Reading an email? Enlarge the text, move your chair back, and start squatting. With your legs hip distance apart, squat down as if you were going to sit in a chair (yes, your butt is out in the air). Hold this position and look at your form, your knees should be directly above your ankles, creating a 90-degree angle. Stand back up. This is one rep. Repeat this 10 times and on your last squat, stay down and pulse (move up and down just barely an inch) for five seconds. Complete three sets of 10 reps.

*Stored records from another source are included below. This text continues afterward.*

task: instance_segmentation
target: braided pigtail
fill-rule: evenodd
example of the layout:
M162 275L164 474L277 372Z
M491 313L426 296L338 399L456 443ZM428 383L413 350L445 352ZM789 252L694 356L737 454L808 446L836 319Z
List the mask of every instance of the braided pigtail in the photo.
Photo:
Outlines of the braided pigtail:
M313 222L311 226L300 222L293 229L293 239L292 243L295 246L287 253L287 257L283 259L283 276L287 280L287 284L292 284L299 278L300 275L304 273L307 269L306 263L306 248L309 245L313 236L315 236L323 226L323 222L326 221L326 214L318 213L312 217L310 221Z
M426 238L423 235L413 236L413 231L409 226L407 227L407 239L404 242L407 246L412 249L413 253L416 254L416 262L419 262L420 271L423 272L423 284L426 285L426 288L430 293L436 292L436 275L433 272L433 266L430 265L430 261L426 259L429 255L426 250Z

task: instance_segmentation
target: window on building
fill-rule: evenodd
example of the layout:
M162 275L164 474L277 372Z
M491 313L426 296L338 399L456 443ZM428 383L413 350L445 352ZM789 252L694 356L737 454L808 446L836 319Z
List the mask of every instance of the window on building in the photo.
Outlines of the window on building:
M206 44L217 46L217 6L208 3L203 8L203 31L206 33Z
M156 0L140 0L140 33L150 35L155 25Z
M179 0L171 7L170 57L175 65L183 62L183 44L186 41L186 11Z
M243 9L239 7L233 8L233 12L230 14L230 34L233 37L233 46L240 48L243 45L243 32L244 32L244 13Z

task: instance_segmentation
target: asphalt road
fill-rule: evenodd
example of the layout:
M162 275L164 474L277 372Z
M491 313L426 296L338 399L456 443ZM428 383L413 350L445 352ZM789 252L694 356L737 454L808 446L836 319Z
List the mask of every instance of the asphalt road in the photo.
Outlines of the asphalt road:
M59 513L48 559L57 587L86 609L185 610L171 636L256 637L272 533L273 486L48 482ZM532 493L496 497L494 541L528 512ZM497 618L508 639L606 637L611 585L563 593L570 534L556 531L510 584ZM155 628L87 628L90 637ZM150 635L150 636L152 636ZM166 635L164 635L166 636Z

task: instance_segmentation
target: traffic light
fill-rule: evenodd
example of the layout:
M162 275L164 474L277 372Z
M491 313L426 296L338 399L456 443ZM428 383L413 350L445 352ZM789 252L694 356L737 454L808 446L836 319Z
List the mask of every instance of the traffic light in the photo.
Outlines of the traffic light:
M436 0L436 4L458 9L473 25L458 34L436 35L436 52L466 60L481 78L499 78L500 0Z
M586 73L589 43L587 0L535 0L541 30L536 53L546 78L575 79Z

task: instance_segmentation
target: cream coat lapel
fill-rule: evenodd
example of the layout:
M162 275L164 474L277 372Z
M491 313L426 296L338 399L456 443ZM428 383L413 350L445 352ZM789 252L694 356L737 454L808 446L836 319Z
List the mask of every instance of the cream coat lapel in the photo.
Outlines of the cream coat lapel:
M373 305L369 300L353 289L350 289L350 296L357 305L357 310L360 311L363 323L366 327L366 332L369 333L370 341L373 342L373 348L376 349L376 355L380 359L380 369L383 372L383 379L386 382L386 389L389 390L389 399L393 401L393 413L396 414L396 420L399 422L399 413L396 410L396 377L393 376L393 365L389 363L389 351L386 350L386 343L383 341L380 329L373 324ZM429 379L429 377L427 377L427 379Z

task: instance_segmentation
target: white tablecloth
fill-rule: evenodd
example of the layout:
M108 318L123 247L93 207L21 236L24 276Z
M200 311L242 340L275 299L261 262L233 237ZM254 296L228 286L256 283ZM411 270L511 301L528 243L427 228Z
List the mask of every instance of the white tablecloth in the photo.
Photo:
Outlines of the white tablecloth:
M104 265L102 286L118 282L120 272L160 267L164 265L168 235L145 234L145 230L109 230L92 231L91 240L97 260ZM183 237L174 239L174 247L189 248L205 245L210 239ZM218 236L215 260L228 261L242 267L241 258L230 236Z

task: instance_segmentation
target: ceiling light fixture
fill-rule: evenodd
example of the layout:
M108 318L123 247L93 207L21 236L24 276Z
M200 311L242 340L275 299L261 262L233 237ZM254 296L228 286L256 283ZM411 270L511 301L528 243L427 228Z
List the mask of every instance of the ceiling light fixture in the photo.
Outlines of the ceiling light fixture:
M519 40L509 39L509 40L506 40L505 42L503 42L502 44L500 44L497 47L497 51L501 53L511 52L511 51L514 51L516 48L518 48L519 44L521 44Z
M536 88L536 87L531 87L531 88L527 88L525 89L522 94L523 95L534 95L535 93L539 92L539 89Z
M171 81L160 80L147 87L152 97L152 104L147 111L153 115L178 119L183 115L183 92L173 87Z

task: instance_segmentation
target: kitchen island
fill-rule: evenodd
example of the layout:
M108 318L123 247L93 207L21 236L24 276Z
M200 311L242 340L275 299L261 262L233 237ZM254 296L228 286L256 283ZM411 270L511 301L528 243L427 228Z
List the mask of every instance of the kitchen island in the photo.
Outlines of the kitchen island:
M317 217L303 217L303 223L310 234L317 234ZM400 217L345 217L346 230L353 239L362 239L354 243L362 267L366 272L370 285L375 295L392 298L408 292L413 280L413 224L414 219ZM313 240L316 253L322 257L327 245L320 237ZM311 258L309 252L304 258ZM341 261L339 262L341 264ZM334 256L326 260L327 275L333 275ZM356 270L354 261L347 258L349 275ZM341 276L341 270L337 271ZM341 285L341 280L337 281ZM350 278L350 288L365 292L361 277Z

On a conference call? Put it on speaker-phone or slide on your headset and pick up those light weights. If you can do this standing, go for it. Start with a shoulder press. With your arms up like a goal post and with a 90-degree angle at your elbows, press your arms upwards above your head until they meet at the top. Slowly bring your arms back to the beginning position. This is one rep. Repeat this 12 times for a complete set. Spread your arms out to a T, making sure they do not drop down lower than your shoulders. Slowly pulse upwards and downwards about one inch. Do this for 60 seconds. You should feel the burn about half way through.
Chair or Desk Dips
Work those triceps! If you’ve got a swivel chair, be careful or do this on your desk. Pull your chair away from your desk, with your back towards the chair. Place your palms on the seated portion, with your fingers pointing towards your body. Move your body away from the seat, bracing your body weight. Bending your elbows, slowly lower yourself down towards the floor and push yourself back up. This is one rep. Complete 12 reps for a complete set. For more resistance, straighten and extend your legs, or switch legs during the dip.
Neck and Back Stretching
Give your poor neck a break from staring straight ahead. Sitting up straight with both feet flat on the floor, turn your neck to one direction while shifting your torso in the opposite direction. Hold for several seconds, and then return to normal. Switch directions and hold again. Do this 15 times to relieve stress in your neck and back.
Receive some frustrating news? Need to clear your mind? Stand up and start punching. Throw in some jabs, uppercuts, hooks, and crosses. Do a bob and weave. If you’re feeling adventurous and know how to kick without throwing out your back, have at it. Try creating a combination (left jab, left jab, right cross, left uppercut). Punch like you mean it to sculpt your arms.
Note: If any of these exercises begin to feel uncomfortable or painful, cease the exercise or tone down the movement.